Copparo. Difficile capire come siano andate davvero le cose, se i comportamenti per i quali oggi l’educatrice è a processo fossero davvero tali da essere qualificati come un reato, oppure fossero solo dei leggeri eccessi, non da codice penale, per quanto evitabili. D’altronde, è questo che va stabilito.
Parliamo del secondo processo che vede coinvolta un’educatrice 56enne di una struttura comunale di Copparo (difesa dall’avvocato David Zanforlini), oggi spostata ad altra mansione, già assolta in primo grado dall’accusa di abuso di mezzi di correzione, poi rimandata davanti al tribunale con l’accusa, questa volta e per gli stessi fatti (risalenti ai mesi tra 2012 e 2013), di maltrattamenti nei confronti di alcuni bambini piccolissimi.
Difficile capire dove stia la verità anche perché la prima testimone sentita ieri nella prima udienza istruttoria sembra aver ridimensionato la gravità dei fatti.

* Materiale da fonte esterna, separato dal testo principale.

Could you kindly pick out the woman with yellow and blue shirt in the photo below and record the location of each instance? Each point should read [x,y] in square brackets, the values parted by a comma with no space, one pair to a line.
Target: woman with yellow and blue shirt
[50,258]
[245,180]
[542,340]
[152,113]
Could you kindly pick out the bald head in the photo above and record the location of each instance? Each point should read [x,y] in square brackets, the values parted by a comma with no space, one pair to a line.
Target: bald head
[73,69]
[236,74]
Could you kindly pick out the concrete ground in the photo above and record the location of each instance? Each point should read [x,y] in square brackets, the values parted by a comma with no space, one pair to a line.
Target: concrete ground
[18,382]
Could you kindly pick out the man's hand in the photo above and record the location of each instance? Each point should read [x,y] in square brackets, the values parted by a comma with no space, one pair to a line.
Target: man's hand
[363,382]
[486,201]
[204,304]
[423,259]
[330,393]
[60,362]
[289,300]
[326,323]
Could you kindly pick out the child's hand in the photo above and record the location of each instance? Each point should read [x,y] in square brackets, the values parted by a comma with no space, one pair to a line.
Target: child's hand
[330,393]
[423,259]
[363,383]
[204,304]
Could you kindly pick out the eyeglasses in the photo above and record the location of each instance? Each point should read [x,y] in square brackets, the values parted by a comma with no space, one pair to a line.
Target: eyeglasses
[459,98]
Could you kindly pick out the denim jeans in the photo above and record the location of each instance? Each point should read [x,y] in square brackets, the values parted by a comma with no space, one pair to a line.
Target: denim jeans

E proprio lei a vedere che in alcune occasioni mal sopportava i bambini che piangevano e li spostava – “li spingeva”, disse ai carabinieri, ma ha spiegato in udienza che intendeva il gesto, non con violenza – o li sollevava per le braccia, oppure dava dei pizzicotti che lasciavano dei segni. Su questi ultimi gesti, la stessa teste ha detto che, tranne un’occasione in cui la vide dare un pizzicotto a un bambino che piangeva e poi chiedergli “adesso piangi per qualcosa?”, era il suo modo di fare con i bimbi con le guanciotte più pronunciate, “come una vecchia zia”, anche se forse non dosava bene la forza, tanto che lasciava dei segni e in alcuni casi i piccoli piangevano.
Per la teste, i comportamenti infastiditi coincisero in realtà in con un periodo in cui l’imputata soffriva per via delle condizioni di salute del padre.
V’è da dire che la pm Barbara Cavallo e anche l’avvocato Stefano Scafidi (che assiste alcune famiglie, costituitesi parte civile), hanno più volte fatto notare come tra il racconto odierno e quello reso all’epoca dalla teste ci siano notevoli differenze. La teste ha spiegato che in caserma era in uno stato di agitazione e che le era parso che i militari che le facevano le domande volessero da lei la conferma di cose che già sapevano, affermano, come già fece nel primo processo, che in realtà non rilesse il verbale prima di firmarlo.
Di fatto, né lei né l’altra collega – anche lei sentita come testimone e anche lei tendente a rivedere quanto prima dichiarato ai carabinieri – denunciarono i comportamenti alle superiori o al Comune (qui in doppia veste di responsabile civile con l’avvocato Vittorio Zappaterra e parte civile con l’avvocato Gianni Ricciuti), ritenendoli evidentemente ancora all’interno di una soglia di tollerabilità.